India's economy is likely to grow at the fastest rate among all other major economies this year despite the deadly second Covid-19 wave. However, the projected 10% growth annual rate will depend on two key factors. Here is all you need to know.

UPDATED: May 31, 2021 17:47 IST

India’s economy has been predicted to grow at the fastest rate among all major economies in the world this year despite the disruption caused by the second wave of the Covid-19 pandemic.

At the moment, India’s economy is on track to grow at 10 per cent in the fiscal year 2021-22, according to a median of 12 estimates compiled by Bloomberg news.

It may be noted that the estimate has been shared after several rating agencies downgraded previous growth forecasts for India due to the impact on the economy triggered by local lockdowns during the second wave of Covid-19.

However, economic recovery and annual growth rate will depend on two key factors — demand and relaxation of local lockdowns.

While the second wave’s toll on the economy is not as severe as in 2020, local restrictions have been imposed in most parts of the country, resulting in reduced mobile and economic activity.

RECOVERY HURDLES

Economists believe that the strength of the economic rebound will mainly depend on how quickly states can relax restrictions and the willingness of consumers to spend on discretionary items.

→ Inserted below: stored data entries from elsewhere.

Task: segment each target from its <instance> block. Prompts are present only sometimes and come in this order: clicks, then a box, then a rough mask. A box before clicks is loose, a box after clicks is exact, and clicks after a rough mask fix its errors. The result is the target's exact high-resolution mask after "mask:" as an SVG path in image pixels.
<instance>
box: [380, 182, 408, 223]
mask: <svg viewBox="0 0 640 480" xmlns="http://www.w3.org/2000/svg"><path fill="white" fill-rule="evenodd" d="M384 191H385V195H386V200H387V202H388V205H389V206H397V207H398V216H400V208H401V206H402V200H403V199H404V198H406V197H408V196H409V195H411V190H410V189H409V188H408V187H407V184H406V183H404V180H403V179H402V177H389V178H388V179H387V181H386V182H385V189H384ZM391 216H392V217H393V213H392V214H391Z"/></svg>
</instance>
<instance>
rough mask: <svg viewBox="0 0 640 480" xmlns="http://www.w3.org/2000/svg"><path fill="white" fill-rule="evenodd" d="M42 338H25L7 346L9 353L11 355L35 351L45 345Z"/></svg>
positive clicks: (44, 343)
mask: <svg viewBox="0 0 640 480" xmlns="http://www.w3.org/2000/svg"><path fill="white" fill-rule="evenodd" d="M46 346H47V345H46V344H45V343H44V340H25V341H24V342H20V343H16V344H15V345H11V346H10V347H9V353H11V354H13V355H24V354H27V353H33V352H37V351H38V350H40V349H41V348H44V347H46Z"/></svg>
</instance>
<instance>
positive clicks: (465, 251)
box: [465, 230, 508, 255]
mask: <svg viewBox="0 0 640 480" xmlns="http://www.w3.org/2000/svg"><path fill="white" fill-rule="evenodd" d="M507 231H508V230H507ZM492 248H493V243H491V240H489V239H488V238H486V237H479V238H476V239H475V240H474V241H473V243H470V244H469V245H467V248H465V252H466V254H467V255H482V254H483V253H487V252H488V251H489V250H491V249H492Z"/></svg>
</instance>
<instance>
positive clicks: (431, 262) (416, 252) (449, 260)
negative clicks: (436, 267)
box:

Some states have started easing restrictions, but India is still reporting over 1.5 lakh Covid-19 cases per day. In such a scenario, ramping up vaccinations seems to be the best way to reduce cases as it will allow states to unlock faster.

Another key factor that could impact India’s economic growth is slower demand recovery. After the first wave of coronavirus, the country witnessed a sharp rebound in demand for discretionary items, aided by the festive season that started in October 2020.

Many economists suggest that the situation is different this year with respect to demand. They say that demand recovery is likely to be slower due to higher spending on health in view of the deadlier wave of Covid-19 in 2021.

Consumer sentiment data also suggests that households may not be keen on spending as aggressively as last year due to lower savings and higher spending on essential items like healthcare and fuel.

The severe wave of the pandemic has also impacted jobs, though not as bad as last year. Data from Mumbai-based think tank Centre for Monitoring India Economy (CMIE) suggests that the unemployment rate is likely to touch 10 per cent in May. This, too, will have an impact on demand for a longer period.

The Reserve Bank of India May bulletin also indicated that the Covid-19 situation during the second wave has resulted in a “demand shock” and would pose a major challenge to recovery.